The Two Piers Of The Old Glade Creek Railroad Bridge
Glade Creek was the site of a logging town and lumber mill. There are two reminders of this once busy place.
The first are the two piers that still stand in the waters of the New River. This was where the Glade Creek Railroad Bridge once stood.
The other has now become one of the most photographed attractions in West Virginia. It is the Glade Creek Mill now rebuilt and working in the Babcock State Park.
Thurmond was an important town on the Chesapeake and Ohio line during the first two decades of the 1900`s.
Huge amounts of coal were brought here from the
surrounding mines. The train depot served as many as 95,000 passengers a year.
Stores, saloons, hotels and banks did a booming trade. Many coal barons made
their fortunes in Thurmond.
Today the town is a place untouched by modern development. It is a link to a time past and the town reeks of history and sad stories.

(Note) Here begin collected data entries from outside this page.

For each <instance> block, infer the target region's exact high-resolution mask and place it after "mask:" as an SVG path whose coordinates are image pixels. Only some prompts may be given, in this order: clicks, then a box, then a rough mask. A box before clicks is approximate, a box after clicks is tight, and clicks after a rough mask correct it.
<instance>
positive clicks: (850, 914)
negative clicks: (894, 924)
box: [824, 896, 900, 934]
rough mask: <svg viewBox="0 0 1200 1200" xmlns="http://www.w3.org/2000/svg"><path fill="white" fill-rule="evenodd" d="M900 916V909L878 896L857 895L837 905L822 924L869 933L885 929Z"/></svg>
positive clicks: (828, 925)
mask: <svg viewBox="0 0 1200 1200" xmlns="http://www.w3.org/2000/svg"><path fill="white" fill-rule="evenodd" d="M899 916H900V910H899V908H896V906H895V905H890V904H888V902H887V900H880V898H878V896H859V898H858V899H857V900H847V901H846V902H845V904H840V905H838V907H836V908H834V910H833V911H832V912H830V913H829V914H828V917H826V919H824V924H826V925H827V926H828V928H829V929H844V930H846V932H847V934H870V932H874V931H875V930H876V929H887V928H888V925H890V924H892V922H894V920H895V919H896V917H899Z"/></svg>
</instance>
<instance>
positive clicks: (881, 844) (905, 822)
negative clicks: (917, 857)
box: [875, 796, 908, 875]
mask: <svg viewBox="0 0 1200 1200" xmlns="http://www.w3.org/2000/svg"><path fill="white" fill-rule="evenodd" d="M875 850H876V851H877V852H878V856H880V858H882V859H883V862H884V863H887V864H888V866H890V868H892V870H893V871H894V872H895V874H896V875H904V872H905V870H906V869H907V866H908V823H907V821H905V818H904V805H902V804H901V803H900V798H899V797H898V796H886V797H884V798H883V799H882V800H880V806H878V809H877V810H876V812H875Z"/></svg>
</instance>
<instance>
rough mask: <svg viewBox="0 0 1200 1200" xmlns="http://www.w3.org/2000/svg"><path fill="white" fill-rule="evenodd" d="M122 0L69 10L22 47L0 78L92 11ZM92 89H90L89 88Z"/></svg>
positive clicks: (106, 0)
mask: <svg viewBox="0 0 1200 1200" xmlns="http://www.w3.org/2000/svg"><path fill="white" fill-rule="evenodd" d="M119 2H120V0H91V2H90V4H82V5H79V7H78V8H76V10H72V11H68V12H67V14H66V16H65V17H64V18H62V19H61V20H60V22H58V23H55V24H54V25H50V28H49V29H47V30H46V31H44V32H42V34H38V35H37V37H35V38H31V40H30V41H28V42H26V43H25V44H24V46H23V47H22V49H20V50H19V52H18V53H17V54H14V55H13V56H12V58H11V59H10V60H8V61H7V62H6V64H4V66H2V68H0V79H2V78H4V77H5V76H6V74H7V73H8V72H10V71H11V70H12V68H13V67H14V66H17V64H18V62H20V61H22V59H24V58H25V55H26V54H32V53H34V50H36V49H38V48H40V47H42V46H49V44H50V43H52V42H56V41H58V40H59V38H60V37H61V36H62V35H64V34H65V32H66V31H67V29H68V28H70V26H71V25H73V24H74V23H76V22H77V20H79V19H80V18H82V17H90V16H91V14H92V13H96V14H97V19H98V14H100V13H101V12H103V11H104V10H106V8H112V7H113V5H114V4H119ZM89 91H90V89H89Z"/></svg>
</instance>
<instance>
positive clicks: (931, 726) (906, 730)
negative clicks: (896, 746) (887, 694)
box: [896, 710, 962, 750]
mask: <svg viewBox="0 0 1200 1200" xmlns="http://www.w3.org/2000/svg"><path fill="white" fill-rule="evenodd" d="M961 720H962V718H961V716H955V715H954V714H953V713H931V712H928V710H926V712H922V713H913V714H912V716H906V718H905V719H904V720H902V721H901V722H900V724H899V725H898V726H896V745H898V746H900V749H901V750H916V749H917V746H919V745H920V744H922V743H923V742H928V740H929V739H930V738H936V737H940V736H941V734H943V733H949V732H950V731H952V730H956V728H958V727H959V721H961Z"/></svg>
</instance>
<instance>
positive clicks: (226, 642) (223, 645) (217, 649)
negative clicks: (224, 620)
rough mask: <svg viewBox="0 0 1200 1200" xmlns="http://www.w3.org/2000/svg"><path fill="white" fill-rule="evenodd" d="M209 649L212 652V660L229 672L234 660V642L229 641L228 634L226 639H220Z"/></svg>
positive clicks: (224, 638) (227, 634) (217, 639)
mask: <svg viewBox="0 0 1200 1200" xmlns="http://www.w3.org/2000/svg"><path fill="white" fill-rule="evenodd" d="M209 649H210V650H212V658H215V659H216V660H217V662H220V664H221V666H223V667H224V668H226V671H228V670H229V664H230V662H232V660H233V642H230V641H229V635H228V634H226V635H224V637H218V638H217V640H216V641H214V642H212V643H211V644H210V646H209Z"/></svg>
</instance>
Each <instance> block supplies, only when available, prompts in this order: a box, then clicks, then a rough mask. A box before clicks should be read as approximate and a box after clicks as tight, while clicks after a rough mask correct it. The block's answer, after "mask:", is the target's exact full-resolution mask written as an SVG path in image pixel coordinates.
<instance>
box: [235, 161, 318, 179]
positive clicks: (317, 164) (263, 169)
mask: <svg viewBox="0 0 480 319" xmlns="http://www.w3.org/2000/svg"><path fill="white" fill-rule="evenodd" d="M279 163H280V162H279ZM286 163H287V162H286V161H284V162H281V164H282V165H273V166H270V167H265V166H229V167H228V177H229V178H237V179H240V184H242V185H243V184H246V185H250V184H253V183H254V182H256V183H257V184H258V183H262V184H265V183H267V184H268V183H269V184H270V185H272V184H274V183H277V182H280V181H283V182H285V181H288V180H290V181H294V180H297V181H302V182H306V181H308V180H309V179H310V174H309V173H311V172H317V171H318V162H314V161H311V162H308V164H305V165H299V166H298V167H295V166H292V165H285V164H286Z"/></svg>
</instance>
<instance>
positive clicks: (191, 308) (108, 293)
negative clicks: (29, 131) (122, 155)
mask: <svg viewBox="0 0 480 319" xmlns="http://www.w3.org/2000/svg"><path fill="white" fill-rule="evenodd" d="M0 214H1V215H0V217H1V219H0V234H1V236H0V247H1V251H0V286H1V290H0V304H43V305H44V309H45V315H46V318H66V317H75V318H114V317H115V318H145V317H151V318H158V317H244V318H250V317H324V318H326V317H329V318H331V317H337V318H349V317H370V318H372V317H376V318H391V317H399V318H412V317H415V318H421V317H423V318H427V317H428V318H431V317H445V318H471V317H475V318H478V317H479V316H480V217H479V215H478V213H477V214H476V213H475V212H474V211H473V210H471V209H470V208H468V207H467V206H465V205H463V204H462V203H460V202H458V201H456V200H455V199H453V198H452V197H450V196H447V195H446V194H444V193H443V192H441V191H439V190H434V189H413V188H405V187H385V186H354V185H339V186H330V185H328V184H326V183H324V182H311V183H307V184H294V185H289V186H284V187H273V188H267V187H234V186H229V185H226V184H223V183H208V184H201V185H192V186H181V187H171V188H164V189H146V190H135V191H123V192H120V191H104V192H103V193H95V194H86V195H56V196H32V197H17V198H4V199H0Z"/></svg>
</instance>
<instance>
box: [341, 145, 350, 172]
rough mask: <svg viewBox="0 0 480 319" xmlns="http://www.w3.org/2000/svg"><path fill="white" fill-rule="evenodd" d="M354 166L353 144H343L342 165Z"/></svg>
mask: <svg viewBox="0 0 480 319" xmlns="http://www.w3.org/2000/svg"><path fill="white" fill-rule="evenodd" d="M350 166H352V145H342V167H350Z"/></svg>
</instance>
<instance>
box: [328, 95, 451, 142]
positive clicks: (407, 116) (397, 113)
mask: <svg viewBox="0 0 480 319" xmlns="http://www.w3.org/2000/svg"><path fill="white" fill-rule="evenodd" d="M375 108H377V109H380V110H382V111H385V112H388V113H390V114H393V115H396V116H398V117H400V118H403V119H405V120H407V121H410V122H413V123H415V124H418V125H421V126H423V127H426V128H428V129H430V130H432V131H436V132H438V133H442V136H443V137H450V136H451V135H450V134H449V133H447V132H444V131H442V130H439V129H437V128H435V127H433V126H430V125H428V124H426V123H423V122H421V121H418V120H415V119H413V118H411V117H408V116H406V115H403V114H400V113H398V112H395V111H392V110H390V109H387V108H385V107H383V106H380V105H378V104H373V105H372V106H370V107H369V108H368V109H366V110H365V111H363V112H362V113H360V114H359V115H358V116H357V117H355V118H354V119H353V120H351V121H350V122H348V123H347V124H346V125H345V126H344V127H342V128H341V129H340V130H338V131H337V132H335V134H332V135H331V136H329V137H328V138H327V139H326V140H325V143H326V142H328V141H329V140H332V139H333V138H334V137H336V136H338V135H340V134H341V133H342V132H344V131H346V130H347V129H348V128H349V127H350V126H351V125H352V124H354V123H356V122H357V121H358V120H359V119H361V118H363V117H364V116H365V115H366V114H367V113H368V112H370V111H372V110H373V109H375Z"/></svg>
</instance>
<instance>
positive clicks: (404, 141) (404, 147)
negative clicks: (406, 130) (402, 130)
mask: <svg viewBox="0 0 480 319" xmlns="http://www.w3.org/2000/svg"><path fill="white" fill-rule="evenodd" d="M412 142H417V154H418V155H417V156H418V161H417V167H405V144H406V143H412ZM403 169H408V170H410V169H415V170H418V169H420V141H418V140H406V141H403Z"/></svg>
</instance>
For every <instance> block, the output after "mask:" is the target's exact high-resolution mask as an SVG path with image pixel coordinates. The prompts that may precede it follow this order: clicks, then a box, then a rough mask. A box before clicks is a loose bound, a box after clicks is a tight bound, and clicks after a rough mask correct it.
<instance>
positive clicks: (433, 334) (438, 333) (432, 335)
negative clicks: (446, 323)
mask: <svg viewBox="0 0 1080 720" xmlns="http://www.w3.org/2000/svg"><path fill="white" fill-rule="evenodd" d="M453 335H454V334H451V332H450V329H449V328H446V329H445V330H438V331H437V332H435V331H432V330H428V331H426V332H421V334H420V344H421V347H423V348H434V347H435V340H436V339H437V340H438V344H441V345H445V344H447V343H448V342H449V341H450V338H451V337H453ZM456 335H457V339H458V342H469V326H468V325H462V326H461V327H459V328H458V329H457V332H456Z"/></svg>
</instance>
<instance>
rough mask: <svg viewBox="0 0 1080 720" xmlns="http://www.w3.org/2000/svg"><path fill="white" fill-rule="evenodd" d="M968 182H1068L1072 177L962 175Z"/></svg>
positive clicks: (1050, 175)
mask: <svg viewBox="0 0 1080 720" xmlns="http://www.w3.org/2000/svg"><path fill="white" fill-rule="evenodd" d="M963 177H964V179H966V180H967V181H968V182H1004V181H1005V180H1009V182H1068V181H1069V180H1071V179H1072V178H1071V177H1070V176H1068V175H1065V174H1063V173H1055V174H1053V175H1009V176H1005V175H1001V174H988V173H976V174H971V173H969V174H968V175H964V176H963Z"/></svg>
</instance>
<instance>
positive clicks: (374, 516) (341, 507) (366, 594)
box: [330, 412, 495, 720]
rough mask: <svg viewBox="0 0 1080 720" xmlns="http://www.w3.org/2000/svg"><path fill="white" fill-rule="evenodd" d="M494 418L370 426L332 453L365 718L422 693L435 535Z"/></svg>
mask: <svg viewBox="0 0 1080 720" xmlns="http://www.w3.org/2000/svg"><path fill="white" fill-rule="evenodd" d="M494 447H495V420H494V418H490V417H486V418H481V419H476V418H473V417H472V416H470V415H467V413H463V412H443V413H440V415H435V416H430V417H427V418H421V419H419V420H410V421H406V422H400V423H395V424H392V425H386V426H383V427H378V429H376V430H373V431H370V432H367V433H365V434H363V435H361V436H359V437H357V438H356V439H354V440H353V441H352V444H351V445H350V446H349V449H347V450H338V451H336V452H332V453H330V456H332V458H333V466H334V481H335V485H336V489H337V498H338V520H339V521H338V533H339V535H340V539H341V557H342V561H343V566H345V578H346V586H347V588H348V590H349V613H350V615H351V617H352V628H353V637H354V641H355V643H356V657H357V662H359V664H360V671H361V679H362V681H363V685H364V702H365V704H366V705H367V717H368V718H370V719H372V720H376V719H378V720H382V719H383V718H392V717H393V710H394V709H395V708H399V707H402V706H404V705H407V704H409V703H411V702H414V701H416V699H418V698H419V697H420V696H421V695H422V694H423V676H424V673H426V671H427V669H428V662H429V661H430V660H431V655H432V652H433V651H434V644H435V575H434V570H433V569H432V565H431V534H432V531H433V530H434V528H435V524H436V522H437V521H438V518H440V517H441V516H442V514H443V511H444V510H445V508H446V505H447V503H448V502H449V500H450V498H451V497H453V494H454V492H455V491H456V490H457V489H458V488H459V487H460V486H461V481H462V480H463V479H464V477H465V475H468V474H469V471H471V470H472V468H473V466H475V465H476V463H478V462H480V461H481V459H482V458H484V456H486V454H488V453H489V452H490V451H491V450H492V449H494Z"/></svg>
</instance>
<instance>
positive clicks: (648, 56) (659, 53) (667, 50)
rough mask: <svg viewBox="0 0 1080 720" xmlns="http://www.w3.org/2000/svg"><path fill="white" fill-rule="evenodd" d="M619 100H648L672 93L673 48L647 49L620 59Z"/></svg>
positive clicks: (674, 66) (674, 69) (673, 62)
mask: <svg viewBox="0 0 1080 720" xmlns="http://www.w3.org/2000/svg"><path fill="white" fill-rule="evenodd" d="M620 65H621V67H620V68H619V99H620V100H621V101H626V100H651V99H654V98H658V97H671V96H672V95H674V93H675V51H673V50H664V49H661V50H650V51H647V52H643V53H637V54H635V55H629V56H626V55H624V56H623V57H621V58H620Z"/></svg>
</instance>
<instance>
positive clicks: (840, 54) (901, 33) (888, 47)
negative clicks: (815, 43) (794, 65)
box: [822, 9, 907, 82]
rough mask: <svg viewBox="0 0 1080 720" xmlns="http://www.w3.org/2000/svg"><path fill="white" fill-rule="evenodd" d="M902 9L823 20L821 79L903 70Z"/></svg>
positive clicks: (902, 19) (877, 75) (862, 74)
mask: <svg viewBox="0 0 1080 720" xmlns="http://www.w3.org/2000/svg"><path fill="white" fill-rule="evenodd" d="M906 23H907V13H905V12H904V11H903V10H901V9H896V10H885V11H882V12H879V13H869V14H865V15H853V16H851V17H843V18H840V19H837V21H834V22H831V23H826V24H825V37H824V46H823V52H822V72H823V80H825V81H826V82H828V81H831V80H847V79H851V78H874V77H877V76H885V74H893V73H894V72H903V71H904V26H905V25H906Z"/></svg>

and indeed much of West Virginia is
associated with coal mining. Some of the history of coal mining in the area can
be seen at the Beckley
Exhibition Coal Mine at the nearby town of Beckley.But it is also a
history that is full of tragedy.
Since records were first kept in 1883, 21,000 coal miners have been killed in the state. In its industrial heyday the New River Gorge was the scene of three major mine disasters. All occurred during the month of March.
The first took place on March 6th 1900 in the Red Ash Mine near Thurmond. A massive explosion of methane gas occured, ignited by the open flames of the miners lamps. It triggered a secondary explosion of powder kegs used for blasting. Forty six miners lost their lives.
The re-opened Red Ash Mine, now united with Rush Run Mine proved to be an unlucky place. On March 18th 1905 another blast took place. Thirteen miners were killed or trapped. The next day a rescue party of eleven men entered the mine. Tragically they were met with yet another explosion and all twenty four men were later found dead.
The third accident happened on March 2nd 1915 at the Layland Mine near Quinnimont. The blast was so powerful it killed 114 miners and an unlucky grocery delivery man who was walking past the mine`s entrance. Incredibly 53 other miners below ground escaped or were rescued.
Also in the New River Gorge there was the tragic "Hawks Nest Incident." Although not a mine disaster it was a tragedy of grand proportions and estimates for those ultimately to die range from 700 to 2,000.
As well as being forever linked with the coal industry, the railroad is closely associated with the New River Gorge. The CSX Railroad running between Lewisburg and Charleston faithfully follows the course of the river as it twists and turns its way through the gorge.
It was this rail route, at the southern end of the New River Gorge National River Area, where The John Henry Legend was born.
So as you are travelling over the area you will often stumble across old
trestle bridges, abandoned coal mines, ancient rail depots and derelict railroad
It all tells of a time when life was a struggle in the New River Gorge and the Appalachian Mountains.
But all is not doom and gloom!
The natural beauty of the region with its stunning mountains, wonderful forests, rivers, lakes and pretty towns has seen the arrival of a new boom time.
The Statue Of John Henry At The Southern End Of The Gorge
The leisure industry has brought new dollars to the region, as people come to discover the beautiful surroundings and enjoy the fantastic activities.